Times it makes sense to cite the dictionary as a source:
- You are in elementary school and need an opening sentence for your three paragraph essay on aardvarks.
- You are writing a commencement speech the night before it has to be handed in for approval and the bookstore is closed so you can’t get a copy of Oh, the Places You’ll Go!
- You are a motivational speaker and your speech about how you used to have nothing and then you got rich by being a motivational speaker needs to be padded out by things that aren’t anecdotes about how you started your first business painting lines in parking lots and “if you don’t like how I do it, you don’t have to pay me”.
- You are in junior high and have a teacher who just doesn’t care or high school and you have a teacher who really doesn’t care.
- You are playing Scrabble, Boggle, or a similar game, though you can pretty much dispense with actually checking the dictionary because it will probably turn out that any combination of letters you can think of is either a medieval garment or a type of fish or something.
Those are the contexts in which phrases like “Webster’s dictionary defines _____ as” belong in your pitch.
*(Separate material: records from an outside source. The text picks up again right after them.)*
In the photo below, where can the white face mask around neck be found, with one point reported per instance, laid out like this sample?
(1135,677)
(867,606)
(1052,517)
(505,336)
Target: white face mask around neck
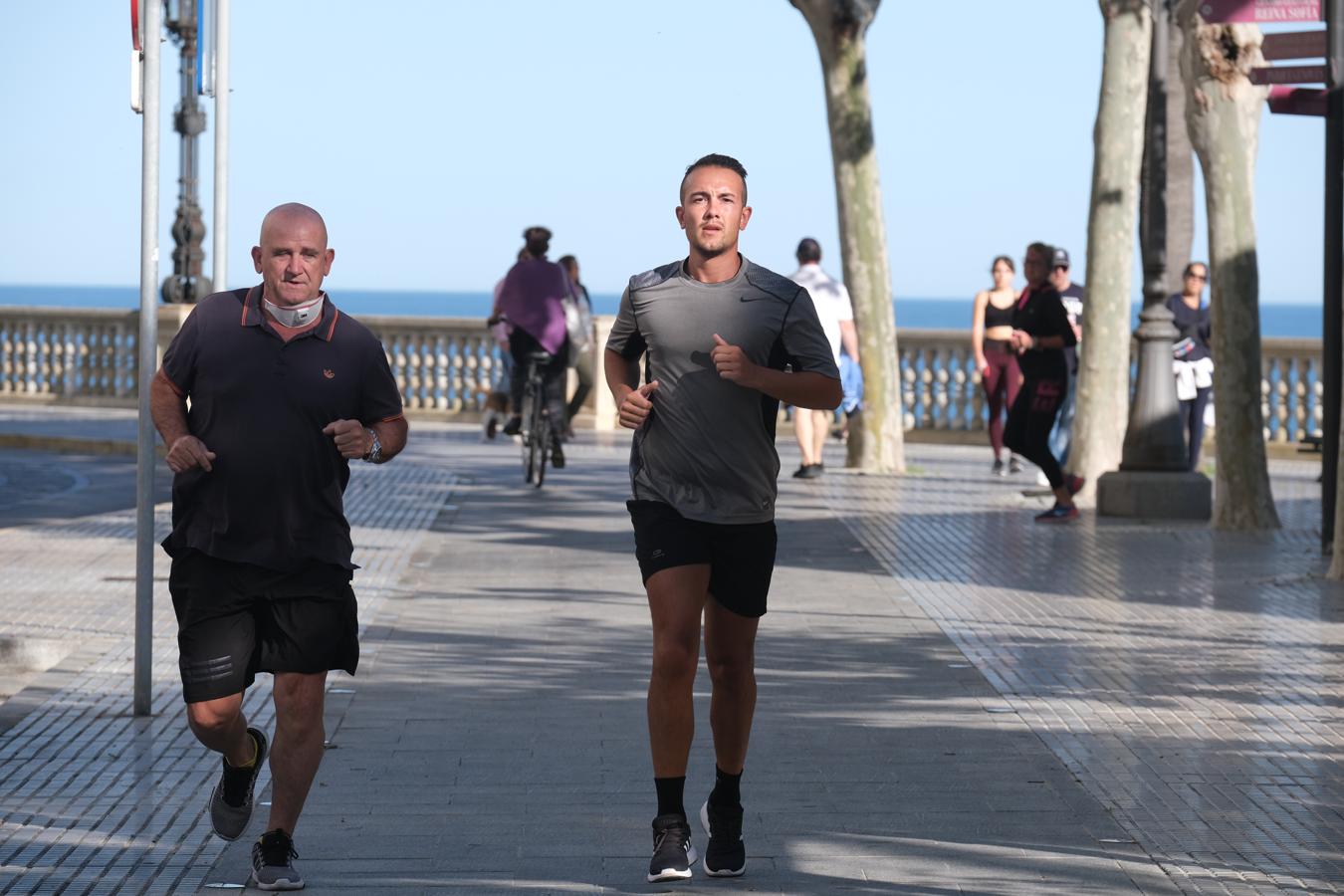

Those are the places you won’t look entirely like a clueless shemp who is bombing into the conversation with the only reference they could think of because they can’t bear the thought of not having anything to contribute on the all-important topic of whatever the grown-ups are talking about in a way that makes you feel excluded.
If people are talking about racism, if people are talking about sexism, if people are talking about honest-to-goodness actual life altering/life changing/life ending issues that impact their lives, that they might have been talking about for the entirety of their lives, that they’ve certainly been thinking about for most of their lives… chances are that they’re not actually ignorant of what the dictionary says about it.
Chances are that they’ve moved past the dictionary, and you should make sure you can keep up before you think about chiming in.